On a recent Friday, Schwier happily attended the opening ceremony of Columbia Care, a dispensary in Riverhead, about 20 miles from her apartment. She helped guarantee its launch; last year, she was among those who organized public opposition to a marijuana moratorium in Riverhead that would have prohibited the business from opening.
“When I started with Compassionate Care, our bill didn’t even reach the Senate floor,” she says, shaking her head. “Now it is 2016, and I am standing in my own dispensary.”
Still, she’s not yet allowed to patronize that dispensary because she doesn’t have her medical marijuana card, even though her fibromyalgia qualifies as a kind of neuropathic pain. With all her pestering, she is optimistic her doctor will soon take the online training course and recommend her for the program. But just to be safe, she’s planted a seed with her gastroenterologist, too. If those options don’t pan out, there are the medical marijuana doctor referral services springing up, although Schwier has reservations about them. “On the one hand, I know people need help,” she says. “On the other hand, this doctor doesn’t know you, and as a nurse, I believe in continuity of care and having a relationship with your doctor.”

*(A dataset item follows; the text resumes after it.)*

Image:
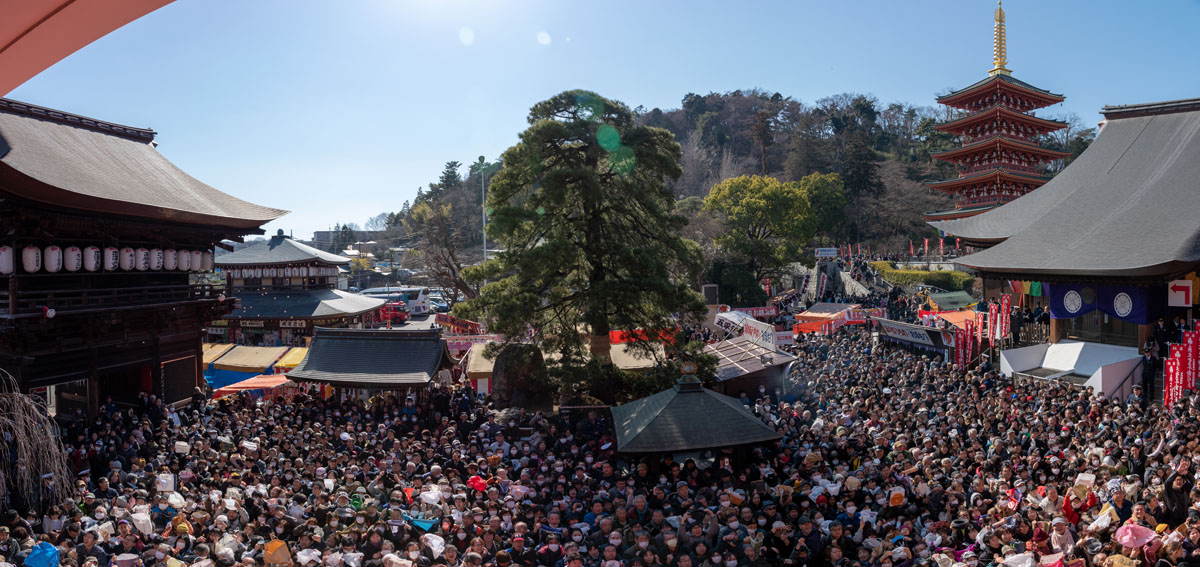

In other words, Schwier’s fight isn’t over, just like those who worked so hard to pass the Compassionate Care Act still need to ensure it lives up to its name. “I have been so moved and impressed by what the patient advocates have been able to do, especially when so many of them were facing so many debilitating conditions,” Netherland says. “It gives me confidence that we will win this next phase of the fight. If it wasn’t for the advocates, I would be much more pessimistic than I am.”
Schwier is hopeful about plans to organize new postcard campaigns and Albany lobbying trips to support Gottfried’s legislative fixes to the medical marijuana program. That’s because her advocacy work provided her a goal in life when she most needed one; it gave her a way to help people again, just like she did as a nurse. Maybe, in some ways, her fight to legalize medical marijuana has helped her just as much as the medicine itself.
“I think this whole activism thing has really done well for me,” she says. “It has changed me for the better.”
She’ll likely continue to change. As Schwier notes with a smile, “I am not yet done.”